I forget where I first picked up the term ‘thought shrapnel,’ I think it may have been Doug Belshaw. Putting that aside, the first Teaching and Learning Takeover yesterday was full of thought grenades. It was the perfect antidote to seven weeks of a new school and role. This isn’t a cry for help, I’m big enough and ugly enough to be ok, but I’ve been feeling a bit lost this term. Being a net learner rather than contributor is not my usual gear. For that purpose, it was fantastic to bump into old and new friends. It’s really true, when people you respect tell you the same thing, the message sinks in. The event, for me, was like finding that elusive gold at the end of the rainbow. I came away from Southampton University with a mind like this:
I can for the first time, see a clear path though the trees. Thing is, it was already in my head – I just needed help to find it.
Although there was a little bit too much gratuitous Gove and Daily Mail bashing for my taste, I left #TLT13 inspired and with a clear plan and actions that I will put in to place soon. It’s the most useful and timely CPD I’ve received for a long time. I’ve even revisited my manifesto. What follows is a review of the event from a personal perspective, with a smattering of action points.
Jamie Portman’s opening rallying cry hit a chord: do simple things that have a high impact. As attendees had given up a Saturday, Jamie reminded and challenged us to take what we found back into our schools and classrooms. Giving up a Saturday for me makes sense as it doesn’t impact on the time spent in school. Jamie pointed out that schools are far more than the buildings in which they inhabit, they are communities of people. I also liked the way in which Jamie made the distinction between his own views and those of his school. He was there representing himself.
Jamie ended with this video:
I’ve always been someone who wears my heart on my sleeve, and what I took away from Jamie’s talk is that I need to find the bravery to share what I feel, think and believe. I was also reminded that as a senior leader I perhaps shouldn’t be tempted to tinker and play around at the fringes of things and certainly never be the source of more new initiatives than Nick Clegg who is desperately trying to convince us that he’s different from them Tories. Instead, decisions should be made with an understanding of their impact, be based upon a deep knowledge of a school’s context and pedagogy and take into account the workload implications.

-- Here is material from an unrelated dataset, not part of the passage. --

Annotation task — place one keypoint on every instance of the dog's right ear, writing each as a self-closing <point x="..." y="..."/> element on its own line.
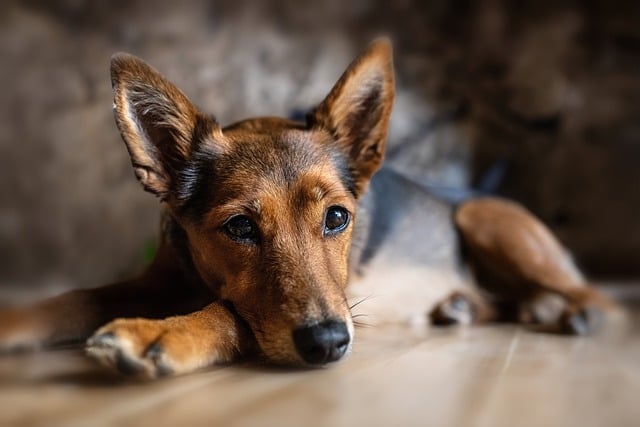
<point x="159" y="125"/>
<point x="357" y="110"/>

In other words, what is the evidence that we need to make this change beyond the Oftsed report action points.
Next I headed to Kev Bartle’s session focused upon leadership. I share Kev’s passion for extended metaphors so therefore enjoyed how he linked the main protagonists in The Gruffalo to characters familiar to those working within the British school system. Kev shared his school’s journey to make pedagogy infectious. The approach was not a rush to innovate but to build an approach to pedagogy over time. I like this long term approach and took away the way in which his school didn’t shy away from using the word ‘pedagogy’ and this echoes my own thoughts on what learning actually is.
I really enjoyed listening to the grass roots approach taken to improve pedagogy and it’s something that I plan to reflect further upon. I’ve realised that I need to build upon the work started at my previous school where teachers were given responsibility for leading CPD and developing pedagogy.
The final session I headed to was John Tomsett. He’s already blogged about his session which was about developing a growth mindset within a school. Again, there was a focus on using a grass roots approach. I found John’s session very useful and took away the following:
- If you’re trying to change a school’s culture (or implement anything widespread), keep it simple.
- One participant pointed out that we should all be aiming to get every child an A*.
- The power of mantra: a simple message to reinforce over and over.
- Using the mindset questionnaire with students and staff.
- Intervention (aka personalised CPD) also needs to happen to staff as well as students.
Again, all things that were in my head already but not fully formed into a plan. I guess the next step is to put it into action!